Here is yet another excerpt from my new Burroughs novel Blew the Shot. It is the first draft and I completely understand it is in dire need of editing. This particular entry relates when Burroughs first meets Lewis Marker. What I am finding difficult, especially with this chapter is attempting to stay true to the source and not simply copy Burroughs' prose from his novel Queer. When I set out to write this book, I never intended it to be a straight biography, but a 'fucked up' love story about Burroughs and Joan. Though I am basing it on factual events culled from relentless research, a large part of it is dramatical. Especially the chapter Queer, balancing the meticulously detailed account written by Old Bill himself and then rewriting it in my own style. (I previously stated that "Queer" is simply the working title for this chapter and certainly will change by time of publication.) I hope you enjoy it. Or not. I really don't care.

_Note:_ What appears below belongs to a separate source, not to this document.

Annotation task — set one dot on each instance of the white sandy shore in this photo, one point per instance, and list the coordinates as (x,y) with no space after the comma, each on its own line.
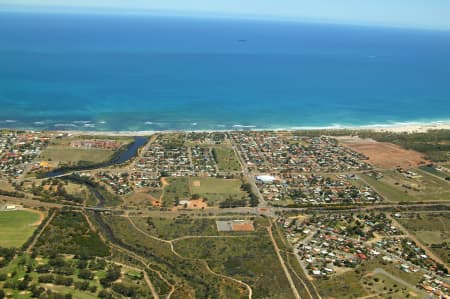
(396,128)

excerpt from Blew the Shot, Chapter Five, Queer
On a bright and clear day in early April, William walked into the Bounty. His habit, in which everyone who frequented the bar was well aware of, was to arrive punctually at five in the afternoon. He briefly faltered in the entrance when he noticed Lewis Marker slouched on a stool at the counter with Arnold Copland, that loud-mouthed alcoholic and one of the most ignorant, foulest bastards he had encountered south of the border. On the other hand, when not inebriated, Copland acted nice enough that William could endure his intelligent, albeit simple, conversations. Apparently, he was sober now.
Healy smirked when he noticed him, however the real attention grab came from the brief glance of recognition he received from Marker. William was wearing scratched, two peso sunglasses and a yellow scarf. He casually ambled up to the bar next to the youth, removed the glasses and scarf, placed them on the counter, and miffed in theatrical tones toward Healy, “A hard day at the studio. A rum and coke, por favor.”
“You betcha, Bill.”
Healy continued his conversation with Marker as he retrieved William’s order, “She asks me why I drink. What can I tell her? I don’t know why.” He flashed a knowing glance at William. “Why do you have the monkey on your back? Do you know why? There isn’t any why, but try to explain that to someone like Jerri. Try to explain that to any woman.”

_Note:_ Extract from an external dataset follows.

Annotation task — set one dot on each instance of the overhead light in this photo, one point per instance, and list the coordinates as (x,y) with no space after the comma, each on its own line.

William nodded sympathetically. “Joan’s continuously saying to me, why don’t you sleep more and eat better? I can’t explain it. Nobody can.”
Healy placed William’s drink in front of him, Marker sulkily watched out of his peripheral vision. Healy said, pointing to William, “Hey, Marker, here is another student from the MCC. You know him?”
“No. Not as such. I’ve seen him around, though.” Marker said a bit put off.
“Bill, this is Lewis Marker. He’s down from Florida. Bill’s taking anthropology classes or something. Arrived from south Texas. Used to own a farm or oil field or some kinda bullshit.”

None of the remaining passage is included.